Systemic risks arise when companies externalise social and environmental costs. These costs depress GDP and weaken the economic systems underpinning diversified portfolios. The report notes that publicly listed companies imposed an estimated US$2.2 trillion in social and environmental costs annually in 2018, exceeding 2.5% of global GDP and more than half of reported profits. Such externalities create macroeconomic drag that ultimately reduces long-term portfolio returns.
The report distinguishes between systematic risk (market-wide) and systemic risk (risks to the real-world systems that sustain markets). For universal owners with broad exposure, reducing systemic drivers of market risk is rational portfolio management. Investors are encouraged to prioritise macroeconomic impact over enterprise-level gains where conflicts arise.
Practical guide: Integrating systemic & macroeconomic risk
This section provides a structured approach for incorporating macroeconomic risk into shareholder resolutions, proxy voting and company dialogue. Investors are advised to:
- Identify systemic issues linked to company practices.
- Assess economy-wide impacts using GDP or other macroeconomic indicators.
- Connect these impacts to portfolio-level return implications.
Template language is provided to integrate macroeconomic arguments into resolutions and proxy materials. Examples link biodiversity loss to US$44 trillion in economic value dependent on nature, and climate inaction to potential 50% global GDP losses by 2070 under high-emissions scenarios.
The report emphasises stewardship tools, including shareholder proposals, exempt solicitations, proxy memos and direct engagement. It provides sample arguments showing how issues such as second-hand smoke exposure, inequality or climate inaction generate public costs that weaken workforce productivity and economic growth.
Investors are encouraged to establish “guardrails” to prevent companies from pursuing profit strategies that harm systemic stability. Where company and portfolio interests diverge, shareholders are urged to steward capital in line with long-term diversified interests.
Resources for engagements
The report offers practical talking points and infographics illustrating how corporate externalities transmit from systemic harm to macroeconomic impact and ultimately to portfolio losses.
Sample language links specific sustainability issues to quantified economic risks.
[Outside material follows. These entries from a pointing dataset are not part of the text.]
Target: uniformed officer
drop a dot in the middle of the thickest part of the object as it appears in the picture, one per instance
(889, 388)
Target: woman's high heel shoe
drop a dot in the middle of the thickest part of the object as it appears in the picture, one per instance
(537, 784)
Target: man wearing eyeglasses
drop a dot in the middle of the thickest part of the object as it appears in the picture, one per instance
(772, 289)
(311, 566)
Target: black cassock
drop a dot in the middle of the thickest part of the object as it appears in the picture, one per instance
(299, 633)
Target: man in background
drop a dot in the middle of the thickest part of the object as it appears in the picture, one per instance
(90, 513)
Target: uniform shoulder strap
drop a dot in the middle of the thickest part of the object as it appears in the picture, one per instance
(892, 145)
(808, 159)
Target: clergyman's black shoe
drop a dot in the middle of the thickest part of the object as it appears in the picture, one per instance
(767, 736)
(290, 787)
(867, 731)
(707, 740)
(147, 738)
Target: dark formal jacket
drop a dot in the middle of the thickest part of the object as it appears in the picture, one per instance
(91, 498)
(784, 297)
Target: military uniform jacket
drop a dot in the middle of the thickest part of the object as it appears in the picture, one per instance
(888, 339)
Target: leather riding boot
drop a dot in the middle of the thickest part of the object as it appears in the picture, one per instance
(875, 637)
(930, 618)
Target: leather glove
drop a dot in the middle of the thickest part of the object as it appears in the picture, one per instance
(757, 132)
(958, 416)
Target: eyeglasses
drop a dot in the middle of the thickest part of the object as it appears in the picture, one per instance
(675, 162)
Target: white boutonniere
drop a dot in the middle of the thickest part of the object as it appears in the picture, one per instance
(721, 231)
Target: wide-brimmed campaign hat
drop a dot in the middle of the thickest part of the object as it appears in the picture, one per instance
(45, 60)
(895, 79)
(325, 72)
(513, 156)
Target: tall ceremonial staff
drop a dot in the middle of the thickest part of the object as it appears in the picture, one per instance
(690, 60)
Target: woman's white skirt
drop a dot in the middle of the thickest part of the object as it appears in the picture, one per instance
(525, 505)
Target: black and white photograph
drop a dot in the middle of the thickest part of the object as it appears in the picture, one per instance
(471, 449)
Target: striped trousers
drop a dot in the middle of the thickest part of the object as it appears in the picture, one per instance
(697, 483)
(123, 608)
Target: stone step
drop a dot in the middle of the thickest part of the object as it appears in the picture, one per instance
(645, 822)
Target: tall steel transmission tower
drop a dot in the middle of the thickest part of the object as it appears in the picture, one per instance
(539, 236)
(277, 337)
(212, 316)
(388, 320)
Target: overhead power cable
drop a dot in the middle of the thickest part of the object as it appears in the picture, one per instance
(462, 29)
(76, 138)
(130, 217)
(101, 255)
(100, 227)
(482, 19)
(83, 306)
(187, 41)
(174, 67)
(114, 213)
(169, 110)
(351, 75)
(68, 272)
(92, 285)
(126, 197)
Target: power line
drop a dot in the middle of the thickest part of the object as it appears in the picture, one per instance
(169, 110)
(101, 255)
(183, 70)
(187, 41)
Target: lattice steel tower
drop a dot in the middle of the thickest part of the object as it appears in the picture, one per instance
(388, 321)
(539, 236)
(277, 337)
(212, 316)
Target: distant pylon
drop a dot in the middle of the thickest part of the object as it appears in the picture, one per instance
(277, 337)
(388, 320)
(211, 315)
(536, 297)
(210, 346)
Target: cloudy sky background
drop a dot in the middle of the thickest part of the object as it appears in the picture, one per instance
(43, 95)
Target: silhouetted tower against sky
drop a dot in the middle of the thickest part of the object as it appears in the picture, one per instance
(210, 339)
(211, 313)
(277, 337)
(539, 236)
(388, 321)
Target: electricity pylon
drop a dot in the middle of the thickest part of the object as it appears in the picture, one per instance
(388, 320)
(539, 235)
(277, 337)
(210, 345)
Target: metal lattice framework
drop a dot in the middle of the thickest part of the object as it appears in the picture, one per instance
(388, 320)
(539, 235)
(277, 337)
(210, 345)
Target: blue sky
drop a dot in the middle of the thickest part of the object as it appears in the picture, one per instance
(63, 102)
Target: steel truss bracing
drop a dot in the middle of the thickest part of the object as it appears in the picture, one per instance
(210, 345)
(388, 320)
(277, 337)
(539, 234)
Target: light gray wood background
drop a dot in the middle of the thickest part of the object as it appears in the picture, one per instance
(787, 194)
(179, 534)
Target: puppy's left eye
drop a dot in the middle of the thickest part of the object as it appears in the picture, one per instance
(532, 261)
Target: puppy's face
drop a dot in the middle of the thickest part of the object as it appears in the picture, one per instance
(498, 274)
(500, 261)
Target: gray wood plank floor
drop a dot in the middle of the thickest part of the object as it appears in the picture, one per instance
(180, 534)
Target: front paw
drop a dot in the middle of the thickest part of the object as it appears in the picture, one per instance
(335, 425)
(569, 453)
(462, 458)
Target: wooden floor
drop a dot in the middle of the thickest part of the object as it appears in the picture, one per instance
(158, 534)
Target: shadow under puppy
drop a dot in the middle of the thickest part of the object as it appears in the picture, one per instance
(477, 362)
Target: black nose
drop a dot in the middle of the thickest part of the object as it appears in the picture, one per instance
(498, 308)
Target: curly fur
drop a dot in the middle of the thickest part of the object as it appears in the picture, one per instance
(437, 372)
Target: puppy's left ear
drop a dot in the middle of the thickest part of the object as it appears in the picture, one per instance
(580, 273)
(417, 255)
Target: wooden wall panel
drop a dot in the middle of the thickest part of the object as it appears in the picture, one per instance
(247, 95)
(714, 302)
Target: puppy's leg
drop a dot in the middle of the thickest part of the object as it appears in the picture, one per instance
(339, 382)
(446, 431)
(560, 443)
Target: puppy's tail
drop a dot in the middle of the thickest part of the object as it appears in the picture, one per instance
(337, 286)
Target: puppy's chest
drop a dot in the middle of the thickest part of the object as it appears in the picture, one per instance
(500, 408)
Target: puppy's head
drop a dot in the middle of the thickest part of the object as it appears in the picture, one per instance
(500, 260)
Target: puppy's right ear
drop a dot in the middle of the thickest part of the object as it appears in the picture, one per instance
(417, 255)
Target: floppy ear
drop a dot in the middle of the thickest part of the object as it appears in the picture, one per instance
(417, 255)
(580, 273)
Examples include:
- Biodiversity loss threatening US$150 trillion in ecosystem services and over half of global GDP.
- Climate change potentially reducing global equity valuations by more than 40% under limited mitigation scenarios.
- Inequality slowing GDP growth by 2–4 percentage points annually.
- Forced labour elimination potentially increasing global GDP by up to 1.48%.
- Antimicrobial resistance posing potential losses of US$100 trillion by 2050.
- Workplace injuries costing up to 4% of global GDP.
These examples demonstrate how systemic issues translate into portfolio-level financial risk. The report references frameworks from PRI and CFA Institute redefining stewardship as protecting long-term overall value, including shared economic, social and environmental assets.
Examples of research
The report compiles studies quantifying macroeconomic costs across climate, biodiversity, inequality, public health, conflict and racial inequity.
Climate research suggests 1°C of warming may reduce world GDP by 12%, and physical risk could reach US$41.4 trillion (14.5% of GDP) by 2050. Nature loss could reduce global GDP by US$2.7 trillion annually, while ecosystem degradation may cost US$4.3–20.2 trillion per year.
Inequality research indicates racial discrimination has cost the US economy US$16 trillion since 2000, and closing wage and wealth gaps could add trillions to GDP. Gender equality could add US$12–28 trillion to global GDP.
Public health studies estimate air pollution costs equivalent to 6.1% of global GDP, obesity around 2–3.6% of GDP depending on country, and gun violence 2.6% of US GDP annually.
Conflict research suggests global GDP in 2014 would have been 12% higher absent violent conflict since 1970.
Collectively, the evidence supports the report’s core conclusion: systemic social and environmental harms materially threaten macroeconomic stability and long-term diversified portfolio returns, warranting system-level stewardship by investors.